Google Inc. owes its success in part to the unique computing architecture it invented to suit its business--serving up searches of the Web to millions of users with lightning-fast speed.
Attendees at the EclipseCon conference in Burlingame, Calif., Wednesday were treated to a glimpse of how that technology was developed in Google's early days and how that technology operates today, courtesy of a speech by Urs Hoelzle, Google's VP of engineering.
EclipseCon is the second annual meeting of users of the Eclipse open-source programmer's workbench, a platform that helps unrelated software-development tools work together.
To invent Google's technology, developers had to throw out assumptions previously used in large data centers and implant new ones, Hoelzle told attendees. And because exactly what will be searched for on any given day is never predictable, keeping the 10 billion pages of the Web close at hand is a daunting challenge.
Hoelzle, a man with a short black beard and quick wit, told audience members that a Google search on "Eclipse" produced more results for solar events and the Mitsubishi car than their favorite development environment. "So everyone here, get back to work," he admonished his listeners, who chuckled in response.
Hoelzle showed pictures of the early Google hardware data center, which consisted of two desktop machines "that no one else was using" in a cluttered setting at Stanford University in 1997. By 1999, it was a large set of thin, rack-mounted Intel servers with a maze of cables coming out the back. By 2000, it was a much cleaner set of 1,000 dual-processor servers in racks that incorporated switching to eliminate the cables.
"The underlying hardware is pretty darn cheap, but achieving scalability has many different aspects," Hoelzle said.
Ensuring reliability was another concern. With so many commodity hardware servers, "expect to lose one a day," he said. Google decided to "try to deal with that in an automated way. Otherwise, you will have lots of people running around trying to restart servers."
Hoelzle then flashed a picture on the screen of six fire trucks at a Google data center. "I can't tell you what happened, but it's not about one machine going down," he said. He didn't disclose when the incident occurred. "No users were harmed in this picture," he added.

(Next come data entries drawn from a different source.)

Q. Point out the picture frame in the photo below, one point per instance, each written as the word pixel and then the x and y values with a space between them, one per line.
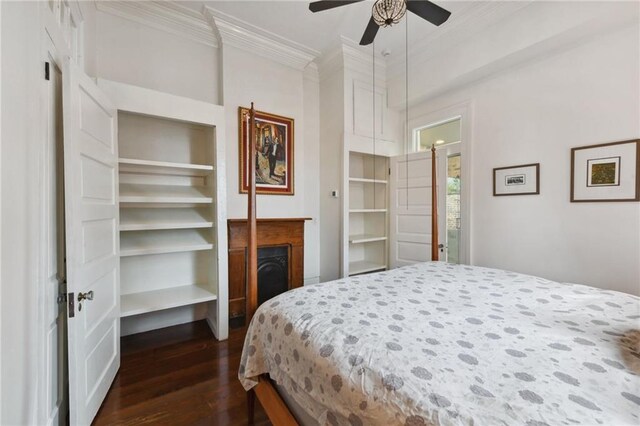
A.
pixel 516 180
pixel 606 172
pixel 274 153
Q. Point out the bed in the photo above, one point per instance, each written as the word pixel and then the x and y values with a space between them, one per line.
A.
pixel 443 344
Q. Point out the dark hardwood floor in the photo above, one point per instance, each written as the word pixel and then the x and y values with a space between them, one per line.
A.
pixel 179 376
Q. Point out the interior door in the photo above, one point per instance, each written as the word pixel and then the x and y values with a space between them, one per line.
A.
pixel 410 208
pixel 93 267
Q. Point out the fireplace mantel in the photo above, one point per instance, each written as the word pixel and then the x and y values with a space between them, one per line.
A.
pixel 271 232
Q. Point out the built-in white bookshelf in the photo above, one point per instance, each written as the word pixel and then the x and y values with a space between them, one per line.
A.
pixel 172 221
pixel 367 213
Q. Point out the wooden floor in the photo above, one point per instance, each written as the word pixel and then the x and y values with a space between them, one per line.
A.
pixel 179 376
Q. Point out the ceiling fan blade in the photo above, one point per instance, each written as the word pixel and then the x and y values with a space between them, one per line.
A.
pixel 429 11
pixel 369 33
pixel 319 6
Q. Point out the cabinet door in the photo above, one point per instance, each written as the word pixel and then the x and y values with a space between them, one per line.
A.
pixel 92 252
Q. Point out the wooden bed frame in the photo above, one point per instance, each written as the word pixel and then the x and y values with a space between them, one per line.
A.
pixel 266 393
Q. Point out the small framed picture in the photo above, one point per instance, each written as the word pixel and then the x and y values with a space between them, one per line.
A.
pixel 273 147
pixel 606 172
pixel 516 180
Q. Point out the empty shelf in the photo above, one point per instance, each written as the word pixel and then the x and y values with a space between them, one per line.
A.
pixel 368 211
pixel 362 266
pixel 155 242
pixel 132 165
pixel 136 193
pixel 156 300
pixel 365 238
pixel 364 180
pixel 140 219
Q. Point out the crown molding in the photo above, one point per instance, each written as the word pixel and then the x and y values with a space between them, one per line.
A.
pixel 166 16
pixel 311 73
pixel 473 19
pixel 242 35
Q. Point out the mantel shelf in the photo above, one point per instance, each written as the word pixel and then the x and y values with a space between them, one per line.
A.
pixel 364 180
pixel 368 211
pixel 133 165
pixel 366 238
pixel 156 300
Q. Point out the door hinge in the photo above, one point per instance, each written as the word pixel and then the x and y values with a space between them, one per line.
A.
pixel 72 312
pixel 62 291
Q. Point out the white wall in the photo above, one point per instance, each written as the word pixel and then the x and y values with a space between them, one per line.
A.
pixel 133 53
pixel 19 178
pixel 536 113
pixel 281 90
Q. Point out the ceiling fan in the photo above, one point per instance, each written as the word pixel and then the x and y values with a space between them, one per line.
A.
pixel 388 12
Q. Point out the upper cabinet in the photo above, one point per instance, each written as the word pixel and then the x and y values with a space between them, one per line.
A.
pixel 367 116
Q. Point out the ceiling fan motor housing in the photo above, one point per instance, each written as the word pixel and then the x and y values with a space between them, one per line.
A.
pixel 388 12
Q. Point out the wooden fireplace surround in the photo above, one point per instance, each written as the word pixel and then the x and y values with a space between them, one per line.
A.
pixel 271 232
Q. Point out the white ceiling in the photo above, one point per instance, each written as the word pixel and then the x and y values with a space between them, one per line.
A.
pixel 321 31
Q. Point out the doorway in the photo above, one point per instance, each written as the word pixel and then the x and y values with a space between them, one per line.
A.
pixel 410 192
pixel 54 389
pixel 445 136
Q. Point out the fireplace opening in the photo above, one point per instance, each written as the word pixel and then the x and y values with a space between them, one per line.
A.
pixel 273 272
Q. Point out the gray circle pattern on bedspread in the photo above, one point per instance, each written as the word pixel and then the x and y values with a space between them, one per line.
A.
pixel 442 344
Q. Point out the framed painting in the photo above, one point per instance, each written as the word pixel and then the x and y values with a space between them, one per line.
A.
pixel 516 180
pixel 273 150
pixel 606 172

To cope with outages of a variable nature, Google built the Google File System, which was closely geared to Google's search computing tasks and had a high tolerance for server failures.
Google operations are built around large files that are broken down into 64-Mbyte chunks and scattered across multiple "chunk servers." A description of each file, its number of chunks, and chunk locations are kept on a master server. Each 64-Mbyte chunk is also replicated on two other servers, so a total of three copies are kept with the path to each retained by the master server.
By scattering its files across many Red Hat Linux servers, Google gains reliability at a low cost. The master server regularly polls chunk servers with a heartbeat message, asking if they're alive. If it fails to get an answer, or if a quick check of the contents on a server indicates that its data has been corrupted, the master server sets about creating a new 64-Mbyte chunk on another server, "usually in a matter of minutes," Hoelzle explained.
Google suffers the loss of a file only if all three copies of the chunk, each on a different server, are lost simultaneously, Hoelzle said. Such a loss would require a lengthy rebuilding process by collecting replacement data off the Web.
Google has indexed the Web through its many Web crawlers that send back summaries of the Web sites they find. Building an index of the Web is a large task that "takes several days on hundreds of machines," he said. The index is renewed constantly.
To search the index quickly, Google breaks it "into pieces called shards," scattered across servers so they may be searched in parallel, each server coming up with part of the answer to a question and feeding it back for aggregated results.
Google's file system, indexing technology, and grid of commodity servers allow it to achieve search times of a quarter of a second on a typical query. The replication and constant heartbeat messaging built into the file system gives it high reliability and availability, he noted.
In addition, as Google servers parse queries, they break them down into smaller tasks and make one trip to the database for a result that may satisfy many users. The process is called "map reduction." Hoelzle said Google once "lost 1,800 of 2,000 map-reduction machines in a large-scale maintenance incident." Because of the load balancing built into the system, Google still completed all queries by steering uncompleted tasks to the machines that showed they had processing power.
"You want to split that huge task into many small tasks, spread across many machines," Hoelzle said. This architecture "makes failure recovery easy. If worker W dies, re-execute the tasks done by that worker elsewhere."